The narrative is equal parts external description — the stunning landscape, the people, the events — and internal evolution as she learns more about her privileged status as an American and how very abstract her interests are compared to the reality of what is needed.

Well-developed characters represent a variety of factions and opinions — Berkeley Anthropology Professor Bannerjee, with whom Parveen corresponds, maintains a liberal, but abstract and condescending view of the Afghani people; Lt Col Trotter, representing the US military, believes in the military goals to help the Afghan people and yet faces ever increasing resistance from the locals; Afghani Aziz interprets for the US military, desperate to keep his job and simultaneously keep things from blowing up. All treat the truth as something to be manipulated — Trotter explains that “war was about controlling the story as much as the territory”; Aziz does not interpret exactly but manipulates statements to be more acceptable to the other; Banerjee thinks nothing of betraying Parveen for the “greater good”; and Crane invented half of his “memoir” in order to sell books and inspire donations.

The writing is beautiful and well put together.
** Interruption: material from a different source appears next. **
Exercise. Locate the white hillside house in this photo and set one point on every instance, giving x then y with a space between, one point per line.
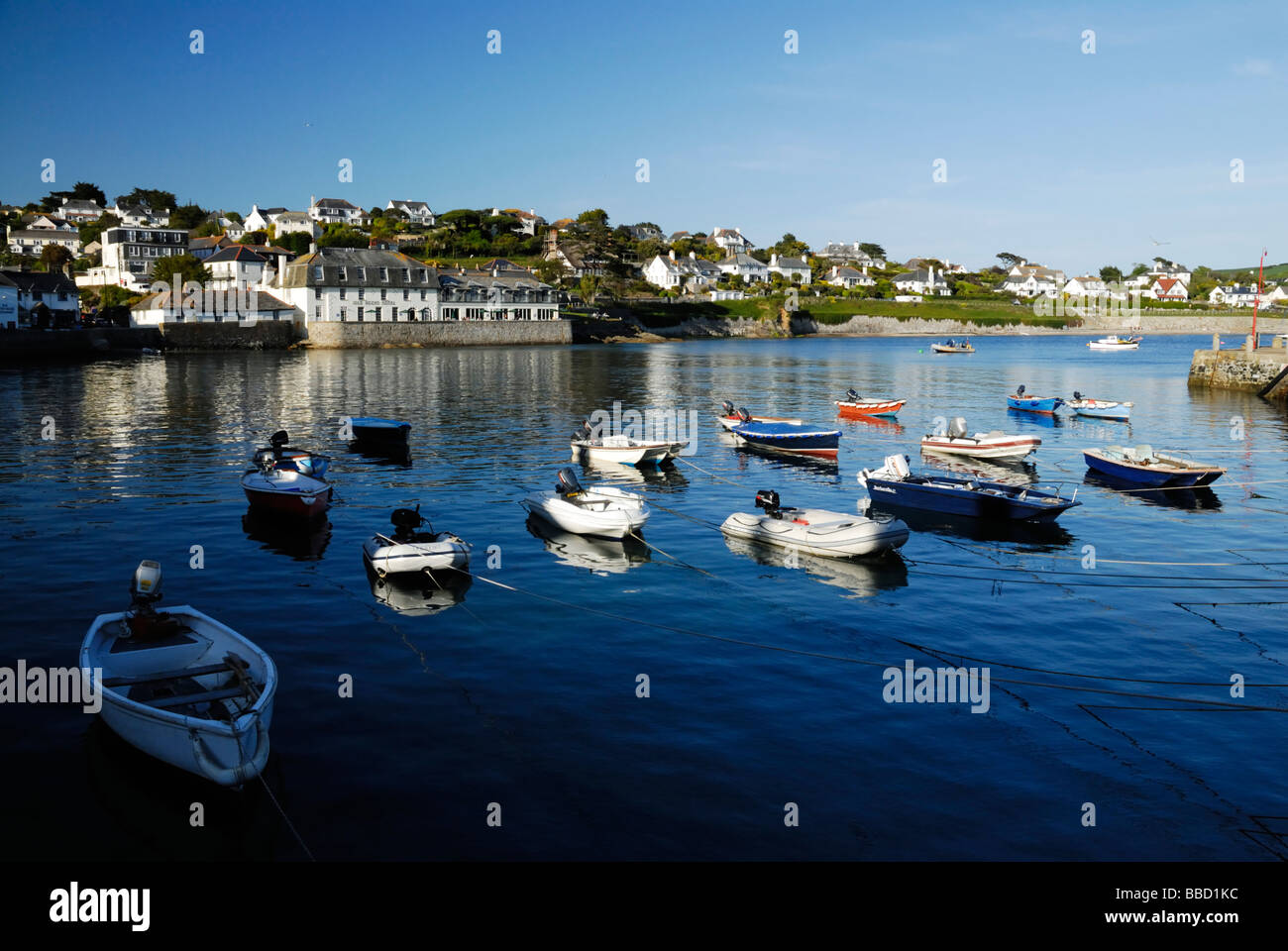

The memoir style allows multiple layers to be exposed simultaneously — observations of the village and its inhabitants are simultaneously overlaid with anthropological commentary and Parveen’s exposition on her own growing awareness. I particularly appreciated the insightful and multi-faceted commentary about Americans on the global stage — motivations, approaches, and the sad contrast between laudable aims and failing implementations.

Overall, while I did not find this book uplifting or inspiring I did find it deeply educating. Highly recommended.

Good quotes:
“It bothers you Americans that the world is the way it is, doesn’t it?”

“The first time he’d met Dr. Gideon, he said, he also had to give his story. Americans collected and offered them like they were business cards.”

“In moments of clarity she understood that the village was a backdrop against which Americans played out their fantasies of benevolence or self-transformation or, more recently, control. She was as guilty of this as Trotter or Crane. She’d come to play at being an anthropologist, and play was all it had been, because at some point, without much thought, she’d set all her anthropological work aside.”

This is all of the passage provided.